Actually, let's digress about the tricky notion of picking what book to read next. My main reading time these days is the 45-minutes each way I'm on the train going to and from work. (On average, that's 100 pages a day.) So a book has to be messenger bag friendly, doubly so if I'm carting my laptop around. I've got, for example, a copy of 1491 I'm itching to sink my teeth into. But it's a 450 page hardcover. No way I'm lugging that thing around. Bridget Jones's Diary, on the other hand, is a 260 page trade paperback (and further, printed on pretty thin paper, it seems). Bingo! Though, I did feel a bit funny reading BJD on the train, and not because it's girly or ten years out of vogue or anything. It's just that from a distance, the cover might seem to be some other sort of book, if you know what I mean.

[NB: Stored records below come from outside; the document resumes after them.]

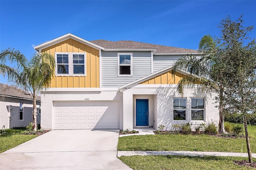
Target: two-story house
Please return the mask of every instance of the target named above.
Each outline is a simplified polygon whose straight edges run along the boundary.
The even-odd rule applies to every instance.
[[[215,95],[177,84],[172,65],[197,50],[135,42],[88,41],[68,34],[34,47],[54,56],[55,76],[42,91],[45,129],[120,129],[218,123]]]

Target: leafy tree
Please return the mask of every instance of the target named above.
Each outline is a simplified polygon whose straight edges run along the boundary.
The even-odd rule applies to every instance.
[[[244,24],[242,16],[236,22],[229,17],[222,21],[223,46],[218,52],[225,56],[225,101],[231,111],[243,117],[249,161],[252,163],[247,119],[256,111],[256,43],[247,36],[254,27]]]
[[[8,60],[14,66],[6,64]],[[36,53],[28,61],[19,51],[9,48],[0,53],[0,73],[30,93],[33,103],[33,129],[36,131],[36,97],[41,89],[50,86],[54,75],[54,57],[46,53]]]
[[[215,99],[219,103],[218,132],[223,133],[226,132],[224,123],[224,86],[223,65],[221,62],[223,56],[218,55],[218,51],[222,48],[220,40],[216,37],[204,36],[198,47],[198,49],[202,51],[202,57],[198,59],[192,55],[184,56],[175,63],[173,71],[175,72],[178,69],[182,69],[187,70],[190,73],[179,82],[178,89],[179,93],[183,94],[185,86],[190,88],[199,86],[218,94]]]

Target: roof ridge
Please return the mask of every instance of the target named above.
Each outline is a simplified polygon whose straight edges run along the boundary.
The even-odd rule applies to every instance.
[[[149,44],[149,45],[156,45],[156,46],[162,46],[162,47],[171,47],[172,48],[180,48],[180,49],[192,49],[192,50],[194,50],[198,51],[197,49],[189,49],[189,48],[183,48],[183,47],[173,47],[173,46],[171,46],[164,45],[162,45],[156,44],[154,44],[154,43],[144,43],[144,42],[137,42],[137,41],[132,41],[132,40],[120,40],[120,41],[117,41],[117,42],[119,42],[120,43],[122,43],[122,42],[136,42],[136,43],[142,43],[145,44]]]

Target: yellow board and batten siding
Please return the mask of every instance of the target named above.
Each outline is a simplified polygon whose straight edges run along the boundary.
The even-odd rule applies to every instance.
[[[72,39],[69,39],[42,50],[54,56],[55,52],[84,53],[86,54],[86,76],[55,76],[50,87],[99,87],[99,50]],[[56,66],[57,67],[57,66]]]
[[[172,70],[158,75],[154,77],[147,80],[140,84],[178,84],[179,81],[185,75],[176,72],[175,74],[172,73]]]

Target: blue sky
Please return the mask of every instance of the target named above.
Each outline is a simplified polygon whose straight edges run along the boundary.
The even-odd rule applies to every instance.
[[[34,46],[68,33],[196,49],[204,35],[220,36],[221,20],[242,14],[245,25],[256,26],[256,1],[1,0],[0,50],[15,48],[30,59]]]

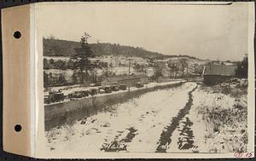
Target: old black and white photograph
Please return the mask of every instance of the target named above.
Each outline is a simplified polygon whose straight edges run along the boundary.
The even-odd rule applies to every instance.
[[[42,5],[41,146],[49,152],[251,152],[248,6]]]

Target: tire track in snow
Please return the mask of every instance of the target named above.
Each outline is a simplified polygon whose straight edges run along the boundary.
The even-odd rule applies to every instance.
[[[158,146],[156,147],[155,152],[166,152],[166,150],[169,148],[169,145],[172,142],[171,136],[172,135],[173,131],[178,126],[181,119],[183,119],[186,116],[186,114],[189,113],[189,111],[191,108],[193,102],[192,92],[194,92],[196,88],[197,85],[189,92],[189,101],[186,103],[185,106],[178,112],[176,117],[172,118],[172,123],[165,127],[158,141]]]

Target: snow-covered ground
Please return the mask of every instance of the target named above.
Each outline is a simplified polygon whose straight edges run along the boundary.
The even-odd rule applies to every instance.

Veering back towards the track, I'll mention that I started giving my reviews a 'grade' (ala, I suppose, Christgau via Entertainment Weekly) and BJD is decidedly hard to pin down. There's some good stuff in there. For example, I really got into the obsessive chronically of numbers of drinks drunk, cigarettes smoked, calories eaten, etc at the start of each day's diary entry, and especially the subtle variations thereon. And there are some funny set pieces (though some clunkers too -- much of Bridget's life is a little too sitcom-y for me). And the plot's pretty good, except that there we run into the rub that it's not really Helen Fielding's, is it? (And that's a point -- is it 'cheeky' or 'self-aware' of an author ripping off Jane Austin to reference both Clueless and Pride and Prejudice itself?)

Ultimately, I think the reliance on that plot might be the book's real Achilles' heel. Because... (and I'm about to drop a spoiler here, but surely you've seen the movie. Or seen Clueless. Or read Pride and Prejudice. Or seen Pride and Prejudice. Or, perhaps, seen Pride an Prejudice.) ... I think "now she's with the right man, even though she's hardly even spoken to him, so everything will be fine" worked better in 1813 than 1996.